Cybercriminals have launched a new Yahoo phishing campaign which is trying to lure unaware users to a malicious phishing page by claiming that their Yahoo account has some security issues and that they need to follow a account confirmation procedure in order to not get blocked within 48 hours (two days).
The phishing mail contains the official logo of Yahoo and it also contains a button that is loaded with a hyperlink. Once the “Authentication Page” button has been clicked, the user will be navigated to Yahoo phishing page.
The Yahoo phishing page will collect any type of information which is passed via the website. The phishing page looks like the official Yahoo login screen but once you take a look at the domain name, you will see that you are not actually on the official Yahoo website.

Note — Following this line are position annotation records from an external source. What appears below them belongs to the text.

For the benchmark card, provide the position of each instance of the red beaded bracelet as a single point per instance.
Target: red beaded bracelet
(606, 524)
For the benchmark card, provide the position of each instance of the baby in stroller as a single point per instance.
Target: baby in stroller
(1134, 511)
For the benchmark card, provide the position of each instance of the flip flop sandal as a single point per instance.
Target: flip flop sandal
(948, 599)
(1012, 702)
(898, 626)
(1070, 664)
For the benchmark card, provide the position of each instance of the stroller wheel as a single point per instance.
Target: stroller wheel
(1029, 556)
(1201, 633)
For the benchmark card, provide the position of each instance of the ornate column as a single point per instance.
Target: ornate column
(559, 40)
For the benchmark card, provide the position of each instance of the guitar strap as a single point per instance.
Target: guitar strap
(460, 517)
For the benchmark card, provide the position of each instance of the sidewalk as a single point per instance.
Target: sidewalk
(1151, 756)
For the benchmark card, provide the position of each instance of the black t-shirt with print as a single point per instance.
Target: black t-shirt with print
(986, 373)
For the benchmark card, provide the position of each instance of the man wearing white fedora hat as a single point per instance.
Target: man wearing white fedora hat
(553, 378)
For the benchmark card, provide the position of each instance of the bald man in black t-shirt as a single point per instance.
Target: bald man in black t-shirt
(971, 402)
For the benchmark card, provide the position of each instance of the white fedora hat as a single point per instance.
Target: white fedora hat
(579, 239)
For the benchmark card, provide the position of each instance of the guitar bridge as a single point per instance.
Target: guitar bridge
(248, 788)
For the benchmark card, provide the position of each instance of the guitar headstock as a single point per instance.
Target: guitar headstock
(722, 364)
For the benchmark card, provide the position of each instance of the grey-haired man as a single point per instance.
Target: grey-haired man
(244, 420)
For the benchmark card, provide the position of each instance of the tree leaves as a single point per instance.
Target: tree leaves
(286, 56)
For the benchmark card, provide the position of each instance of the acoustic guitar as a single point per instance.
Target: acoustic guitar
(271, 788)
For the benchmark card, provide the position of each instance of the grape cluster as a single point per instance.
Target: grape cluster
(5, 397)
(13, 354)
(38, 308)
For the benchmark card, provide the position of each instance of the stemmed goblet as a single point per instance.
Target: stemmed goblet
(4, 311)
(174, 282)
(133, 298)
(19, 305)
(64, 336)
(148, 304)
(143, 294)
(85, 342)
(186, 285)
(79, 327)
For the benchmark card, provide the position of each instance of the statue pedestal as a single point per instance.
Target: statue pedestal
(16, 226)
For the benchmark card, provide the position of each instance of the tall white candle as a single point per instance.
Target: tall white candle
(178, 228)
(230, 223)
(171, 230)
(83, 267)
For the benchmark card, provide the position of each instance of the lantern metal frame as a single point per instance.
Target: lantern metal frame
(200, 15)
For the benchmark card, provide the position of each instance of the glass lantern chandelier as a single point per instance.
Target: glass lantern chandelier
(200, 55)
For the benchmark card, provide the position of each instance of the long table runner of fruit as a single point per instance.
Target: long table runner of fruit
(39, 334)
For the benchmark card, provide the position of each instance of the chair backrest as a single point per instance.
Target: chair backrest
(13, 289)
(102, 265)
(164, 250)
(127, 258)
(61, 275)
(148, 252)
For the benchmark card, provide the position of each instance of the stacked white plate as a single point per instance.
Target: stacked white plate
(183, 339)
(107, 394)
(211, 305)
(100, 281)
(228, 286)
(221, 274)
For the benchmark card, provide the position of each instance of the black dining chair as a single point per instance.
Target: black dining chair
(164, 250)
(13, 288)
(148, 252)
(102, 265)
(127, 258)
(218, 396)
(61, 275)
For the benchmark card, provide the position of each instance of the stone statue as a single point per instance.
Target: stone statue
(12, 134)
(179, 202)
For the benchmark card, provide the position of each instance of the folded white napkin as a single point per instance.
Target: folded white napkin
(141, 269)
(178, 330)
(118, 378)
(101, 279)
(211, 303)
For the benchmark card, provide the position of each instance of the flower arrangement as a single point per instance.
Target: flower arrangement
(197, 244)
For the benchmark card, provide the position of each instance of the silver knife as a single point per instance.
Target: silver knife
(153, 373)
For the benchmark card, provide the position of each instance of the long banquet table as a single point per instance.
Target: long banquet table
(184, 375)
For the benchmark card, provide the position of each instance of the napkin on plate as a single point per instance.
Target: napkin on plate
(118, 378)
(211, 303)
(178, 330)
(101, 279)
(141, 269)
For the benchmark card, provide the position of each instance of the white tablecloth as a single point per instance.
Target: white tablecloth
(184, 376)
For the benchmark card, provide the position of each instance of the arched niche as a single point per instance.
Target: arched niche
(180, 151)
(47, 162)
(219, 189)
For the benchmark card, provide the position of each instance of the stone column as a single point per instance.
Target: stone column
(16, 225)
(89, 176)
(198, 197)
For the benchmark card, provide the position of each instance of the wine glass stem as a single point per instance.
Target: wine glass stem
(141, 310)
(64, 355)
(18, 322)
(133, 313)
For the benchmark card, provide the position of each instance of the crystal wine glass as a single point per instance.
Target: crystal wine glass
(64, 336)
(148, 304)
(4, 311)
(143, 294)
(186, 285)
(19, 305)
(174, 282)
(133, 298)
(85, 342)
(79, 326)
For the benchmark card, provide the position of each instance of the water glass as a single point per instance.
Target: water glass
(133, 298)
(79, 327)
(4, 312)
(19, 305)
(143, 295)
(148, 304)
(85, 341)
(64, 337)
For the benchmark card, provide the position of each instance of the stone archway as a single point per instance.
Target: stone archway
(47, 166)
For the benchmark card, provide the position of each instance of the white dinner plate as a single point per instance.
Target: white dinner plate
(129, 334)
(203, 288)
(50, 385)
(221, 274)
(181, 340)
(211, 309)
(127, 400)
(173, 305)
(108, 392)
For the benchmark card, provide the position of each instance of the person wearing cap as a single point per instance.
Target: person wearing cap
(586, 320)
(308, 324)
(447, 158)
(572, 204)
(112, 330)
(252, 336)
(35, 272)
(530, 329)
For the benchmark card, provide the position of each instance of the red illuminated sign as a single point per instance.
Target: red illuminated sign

The scammers and cybercriminals use the obtained information to hijack the Yahoo accounts of unaware and infected users. Once the cybercriminals gain access to the Yahoo account, they will use the account to spread their campaign. They will be able to use the contact list for future phishing campaigns.
So if you think that you have participated in a phishing scam, then immediately change your password by navigating to the official website and make sure that you inform your environment about possible malicious emails that might be send to them.
Yahoo Phishing email example
Below, you are able to see the malicious phishing email which we received. The scammers claim that our Yahoo account has some serious security issues and that we need to resolve them within 48 hours.
Subject: Account confirmation
Your account has some security issues. You would be blocked from sending and receiving emails if not confirmed within 48hrs of opening this automated mail.
You are required to fix the issues though the authentication page below
Thanks for using Yahoo!
The example above is a Phishing attack, it is possible that cybercriminals and hackers will use spear-phishing attacks to obtain specific information.
Phishing email example 2
Dear Yahoo user,
Your recent messages are pending, because your storage limit has surpassed.
You need to upgrade mail storage(For free). To restore normal message delivery.
Use this link to upgrade_quota
Spear phishing attacks are often used by cybercriminals when they want to target a specific organization or environment. The cybercriminals behind a spear phishing campaign will make sure that they have all the information which will allow them to increase their hit rate. They will investigate the company website and employees for vulnerabilities and information. Information like email addresses are collected from open source environments like the company website and linkedIn. The collected information will then be used in the spear phishing campaign.
The spear phishing campaign will also use aspects that are known to the targeted environment. For example, they will claim that they are the IT support team from the IT service provider that provides the service to the company.
So please stay vigilant and aware, the scammers will often try various techniques and messages to lure unaware users to their malicious page.